Deze leden vragen welke acties aan de werknemer openstaan die ervaart dat beiden, zijn ERD-werkgever en diens verzekeraar, de in artikel 42 WIA genoemde reïntegratieplicht verzaken. Verder vragen deze leden of de werknemer de bevoegdheid toekomt om, civielrechtelijk en als derde-belanghebbende, een eigen budget van de verzekeraar te vragen waarmee hij de benodigde activiteiten kan laten financieren. Voorts vragen deze leden of de artikelen 34 en 35 WIA (recht op ondersteuning bij arbeidsinschakeling, recht op arbeidsplaatsvoorzieningen) die van toepassing zijn op bij het UWV verzekerde werknemers eveneens indicatoir zijn voor hetgeen een «goede» eigenrisicodrager, werkgever dan wel verzekeraar, dient te garanderen aan de eigen werknemers dan wel de werknemers van zijn verzekerde. Verder vragen deze leden of in situaties als deze bevoegdheden toekomen aan de Ombudsman Verzekeringen, en zo ja welke.

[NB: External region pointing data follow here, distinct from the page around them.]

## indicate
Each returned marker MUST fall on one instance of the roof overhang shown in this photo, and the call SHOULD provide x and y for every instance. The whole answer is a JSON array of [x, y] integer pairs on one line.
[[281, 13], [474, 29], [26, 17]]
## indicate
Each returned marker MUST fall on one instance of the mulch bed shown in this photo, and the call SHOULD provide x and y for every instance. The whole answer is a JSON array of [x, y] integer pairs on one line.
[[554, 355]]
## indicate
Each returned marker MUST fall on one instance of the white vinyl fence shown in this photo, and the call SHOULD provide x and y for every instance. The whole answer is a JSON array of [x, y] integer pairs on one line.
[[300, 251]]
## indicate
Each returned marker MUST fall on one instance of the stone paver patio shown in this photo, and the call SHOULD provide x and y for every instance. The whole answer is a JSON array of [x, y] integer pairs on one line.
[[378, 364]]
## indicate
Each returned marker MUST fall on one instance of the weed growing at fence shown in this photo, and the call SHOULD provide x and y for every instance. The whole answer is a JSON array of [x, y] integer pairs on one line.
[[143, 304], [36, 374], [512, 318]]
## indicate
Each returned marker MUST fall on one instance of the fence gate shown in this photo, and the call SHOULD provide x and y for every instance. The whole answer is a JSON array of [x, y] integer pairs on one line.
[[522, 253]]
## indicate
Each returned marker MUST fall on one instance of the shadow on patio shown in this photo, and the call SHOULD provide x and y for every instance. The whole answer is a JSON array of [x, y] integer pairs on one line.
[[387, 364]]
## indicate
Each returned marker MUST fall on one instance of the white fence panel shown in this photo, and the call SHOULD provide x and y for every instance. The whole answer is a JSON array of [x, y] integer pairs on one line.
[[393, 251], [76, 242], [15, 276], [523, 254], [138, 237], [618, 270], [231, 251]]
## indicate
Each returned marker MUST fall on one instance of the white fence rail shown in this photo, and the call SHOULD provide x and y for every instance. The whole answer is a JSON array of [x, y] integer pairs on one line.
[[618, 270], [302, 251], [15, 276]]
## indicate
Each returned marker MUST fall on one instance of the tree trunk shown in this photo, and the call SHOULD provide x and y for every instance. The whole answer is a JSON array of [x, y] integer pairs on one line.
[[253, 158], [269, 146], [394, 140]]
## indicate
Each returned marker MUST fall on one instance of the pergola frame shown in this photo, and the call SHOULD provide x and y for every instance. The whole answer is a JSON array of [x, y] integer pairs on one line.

Artikel 42 Wet WIA legt verplichtingen op de eigen risico dragende werkgever en niet op zijn (eventuele) verzekeraar. Indien de werknemer meent dat zijn werkgever onvoldoende invulling geeft aan zijn reïntegratietaak kan hij bezwaar aantekenen bij de werkgever. Vervolgens kan hij beroep instellen tegen diens besluit bij de bestuursrechter. Zie Kamerstukken II 2004/05, 30 034, nr. 3, blz. 49 en 178. Omdat de reïntegratieverplichtingen niet op de verzekeraar rusten, kan de werknemer niet jegens de verzekeraar aanspraak maken op een eigen budget waarmee hij de benodigde activiteiten kan financieren. Het is vanzelfsprekend dat de ERD-werkgever (doch niet diens verzekeraar) bij de uitvoering van zijn reïntegratieverplichtingen van artikel 42, tweede lid, Wet WIA de artikelen 34 en 35 Wet WIA als richtsnoer neemt. Aan de Ombudsman verzekeringen, wiens positie niet in de wet is geregeld, komen in dit verband geen specifieke bevoegdheden toe. Wel zal de Ombudsman op grond van zijn reglement op verzoek van de werknemer, wanneer deze te beschouwen is als een bij de verzekeringsovereenkomst (middellijk) belanghebbende, zijn bemiddeling kunnen verlenen, informatie kunnen verstrekken en advies uitbrengen.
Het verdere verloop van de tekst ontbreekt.